For smothered hates could now find seemlier vent,
And stab with peaceful-looking instrument.
Yet Wit and Wisdom hence advantage gained;
Their Spoken would have flown; their Writ remained;
And them the pen most served, if not alone;
—As gems we set, but slight the meaner stone.
Nay, when, as chance it would, the hungry scribe
Was won to toil for Folly's tempting bribe,
The ephemeral birth just fluttered, and was gone;
Bavius soon passed, while Maro still lived on.

The great Emathian conqu'ror bade infold
Iliad and Odyssee in cist of gold!
Nor less did every age, in safest crypt,
Strive to preserve the darling manuscript.
But when the wild barbarians, horde on horde,
Surged on, and letters died beneath the sword;
Then every secret nook, designed to save
The fondly-reverenced scroll, became its grave,

Where lost it lay, through mouldering years of gloom,
Like mummy-king, forgotten in his tomb.

Princely Lorenzo, who not scorned the gown,
But wreathed the scholar's with the statesman's crown,
With generous quest explored them, where they lay,
And gave each glorious vellum back to day.
They came, like heralds from some far-off clime
Of ancient fame, ambassadors from Time;
And who but burned to unseal their trusted lore,
And turn the high dispatches o'er and o'er?
Nay, then, 'twas held no scorn to copy out,
And pause, and pore, till texts were free from doubt;
Genius himself on such slow task might moil;
Where great the End, ne'er vulgar is the Toil.

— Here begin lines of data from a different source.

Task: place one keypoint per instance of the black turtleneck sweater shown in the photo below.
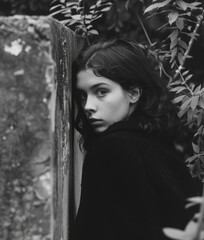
(133, 185)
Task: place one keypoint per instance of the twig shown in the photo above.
(145, 32)
(200, 19)
(200, 220)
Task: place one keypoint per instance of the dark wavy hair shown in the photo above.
(125, 63)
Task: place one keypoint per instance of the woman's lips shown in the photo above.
(95, 121)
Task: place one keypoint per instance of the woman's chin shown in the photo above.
(99, 129)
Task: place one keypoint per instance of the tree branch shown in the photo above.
(200, 19)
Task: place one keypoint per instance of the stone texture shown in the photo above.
(35, 128)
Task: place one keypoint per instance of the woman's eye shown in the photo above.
(101, 92)
(82, 95)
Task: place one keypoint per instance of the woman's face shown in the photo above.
(104, 101)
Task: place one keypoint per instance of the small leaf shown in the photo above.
(183, 44)
(93, 32)
(173, 44)
(188, 77)
(173, 16)
(194, 102)
(180, 23)
(189, 160)
(178, 99)
(178, 89)
(186, 103)
(174, 35)
(198, 88)
(156, 5)
(182, 4)
(180, 58)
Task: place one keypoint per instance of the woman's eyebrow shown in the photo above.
(98, 85)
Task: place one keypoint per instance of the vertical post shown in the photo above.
(36, 128)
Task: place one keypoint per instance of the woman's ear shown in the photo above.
(134, 94)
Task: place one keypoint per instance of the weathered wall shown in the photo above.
(35, 128)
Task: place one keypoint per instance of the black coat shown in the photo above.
(133, 185)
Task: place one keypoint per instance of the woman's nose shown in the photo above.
(90, 105)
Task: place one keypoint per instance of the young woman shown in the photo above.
(134, 182)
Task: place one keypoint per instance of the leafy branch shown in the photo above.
(76, 17)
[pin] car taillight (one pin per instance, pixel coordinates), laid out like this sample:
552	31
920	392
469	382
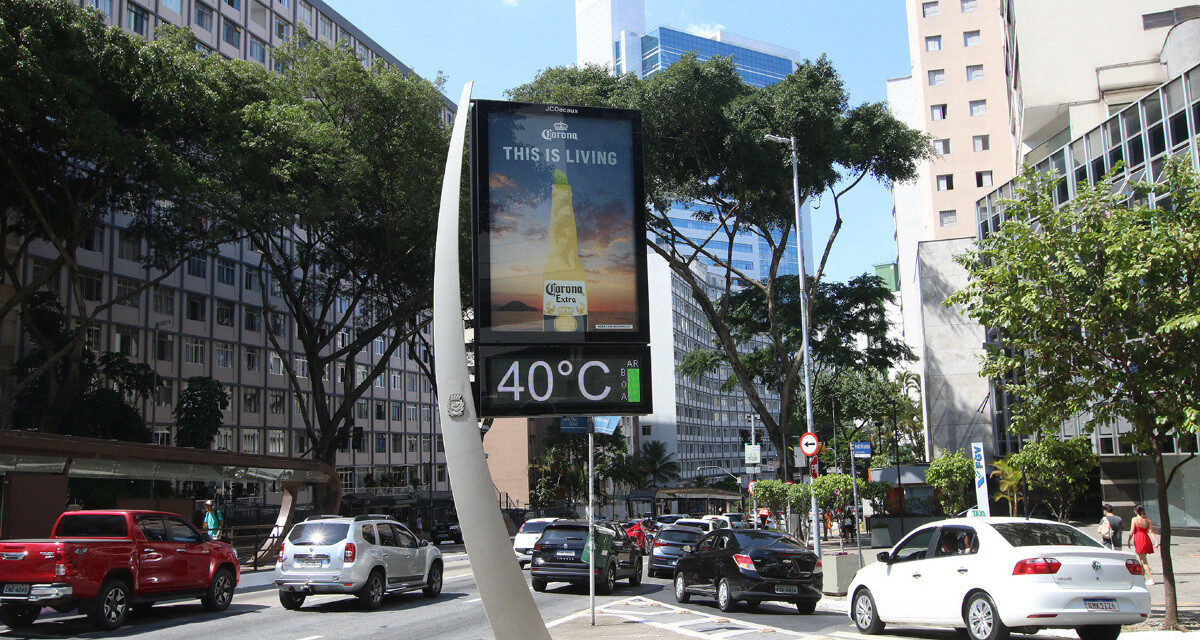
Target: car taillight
63	564
1037	567
743	561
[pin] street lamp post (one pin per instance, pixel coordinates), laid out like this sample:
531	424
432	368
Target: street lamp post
804	317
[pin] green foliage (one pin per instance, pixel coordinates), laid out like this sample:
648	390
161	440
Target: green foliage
952	476
703	144
198	412
1056	471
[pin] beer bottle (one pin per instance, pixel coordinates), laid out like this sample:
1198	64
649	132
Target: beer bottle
564	304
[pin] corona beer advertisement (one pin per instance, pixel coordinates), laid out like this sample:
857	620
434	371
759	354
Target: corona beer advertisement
559	228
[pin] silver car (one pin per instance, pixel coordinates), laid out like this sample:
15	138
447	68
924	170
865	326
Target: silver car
367	556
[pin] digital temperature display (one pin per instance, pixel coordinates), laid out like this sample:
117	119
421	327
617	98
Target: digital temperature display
595	380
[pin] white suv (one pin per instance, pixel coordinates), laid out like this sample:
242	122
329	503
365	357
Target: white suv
367	556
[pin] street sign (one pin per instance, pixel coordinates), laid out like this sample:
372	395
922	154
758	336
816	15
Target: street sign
809	444
562	310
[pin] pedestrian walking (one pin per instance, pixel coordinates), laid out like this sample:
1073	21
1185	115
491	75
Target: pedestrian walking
1140	540
1110	528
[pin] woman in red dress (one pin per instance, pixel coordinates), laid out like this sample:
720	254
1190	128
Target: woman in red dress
1140	540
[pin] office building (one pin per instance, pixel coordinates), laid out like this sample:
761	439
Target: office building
207	320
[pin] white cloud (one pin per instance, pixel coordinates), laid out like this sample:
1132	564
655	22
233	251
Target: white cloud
705	29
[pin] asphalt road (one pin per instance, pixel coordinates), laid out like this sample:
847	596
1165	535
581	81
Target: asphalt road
456	615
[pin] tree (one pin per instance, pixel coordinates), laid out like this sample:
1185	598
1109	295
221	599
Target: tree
333	175
705	149
952	476
198	412
1089	299
93	120
1056	471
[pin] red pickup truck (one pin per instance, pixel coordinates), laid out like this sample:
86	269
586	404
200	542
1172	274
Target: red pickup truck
105	562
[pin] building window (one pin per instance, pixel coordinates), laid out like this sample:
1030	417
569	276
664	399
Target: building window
163	301
204	16
139	21
126	288
196	306
225	312
222	356
253	320
257	51
232	34
198	267
253	359
193	351
129	246
226	270
251	401
165	347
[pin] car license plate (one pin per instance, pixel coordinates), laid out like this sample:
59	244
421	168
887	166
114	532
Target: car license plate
16	590
1107	604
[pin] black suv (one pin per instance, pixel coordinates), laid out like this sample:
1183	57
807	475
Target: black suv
749	566
447	530
558	557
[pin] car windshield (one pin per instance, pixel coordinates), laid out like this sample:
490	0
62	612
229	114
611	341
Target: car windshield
91	526
533	527
318	532
679	536
763	539
1043	534
564	534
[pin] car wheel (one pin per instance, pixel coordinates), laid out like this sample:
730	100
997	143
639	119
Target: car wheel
291	600
371	594
867	616
17	616
606	582
636	578
1099	632
725	597
220	592
682	594
433	585
112	605
983	621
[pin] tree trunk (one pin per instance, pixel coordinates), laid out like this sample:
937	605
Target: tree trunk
1171	616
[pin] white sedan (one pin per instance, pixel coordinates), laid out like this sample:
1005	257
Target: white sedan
989	575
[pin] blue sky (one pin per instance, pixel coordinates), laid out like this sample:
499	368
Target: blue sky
501	43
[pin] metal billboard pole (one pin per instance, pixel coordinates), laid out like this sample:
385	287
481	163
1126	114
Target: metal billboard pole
507	599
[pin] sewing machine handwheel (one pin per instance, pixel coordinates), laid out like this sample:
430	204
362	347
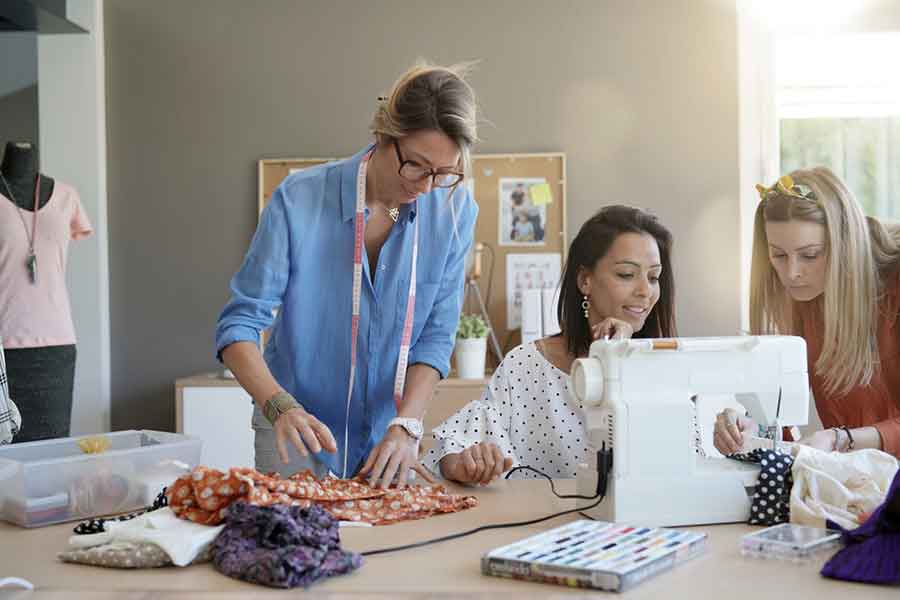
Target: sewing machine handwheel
587	381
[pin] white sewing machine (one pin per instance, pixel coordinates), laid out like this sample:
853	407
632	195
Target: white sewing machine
638	398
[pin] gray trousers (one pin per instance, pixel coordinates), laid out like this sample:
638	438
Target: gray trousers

Oh matchless line of years, whose generous strife
Reared man's reviving mind to perfect life.
Then Petrarch's native lay refined on love;
Then Angelo the' impetuous chisel drove;
Then Oracles, that stirred young Raphael's breast,
Spoke forth in colours, clear as words, exprest;

And Learning, made no coldly gainful art,
Was Sacrifice, and offered from the heart.

When first, our questing age to scourge or bless,
Ingenious Faust had framed the wondrous press,
And taught to each, intent on good or ill,
To waft on volant leaf the thought at will,
Along the skies what dubious omen sailed,
What prophecy or greeted, or bewailed?
Or who might guess from whence the power was given,
Upsent—from hell—to tempt, or dropt—in love—from heaven?

Come back, long-toiling Faust! come back and see
The produce of thy Good-and-Evil tree;
Count o'er its mingled fruits of joy and pain,
Then say if thou wouldst plant it o'er again!
Thou too, wise Caliph Omar! who art said
All Alexandria's ovens to have fed,
Visit our shelves once more. Where'er we look
Pamphlet on pamphlet, book buds out on book;
Turn wheresoe'er we will, new volumes sprout;
Some of fair promise; most lack clearing out.

Come, then, thou Critic-Caliph—come again,
Nor decimate; but take the nine in ten!

B. —The ground thus cleared, you plant your own instead,
And shrewdly gain one chance of being read.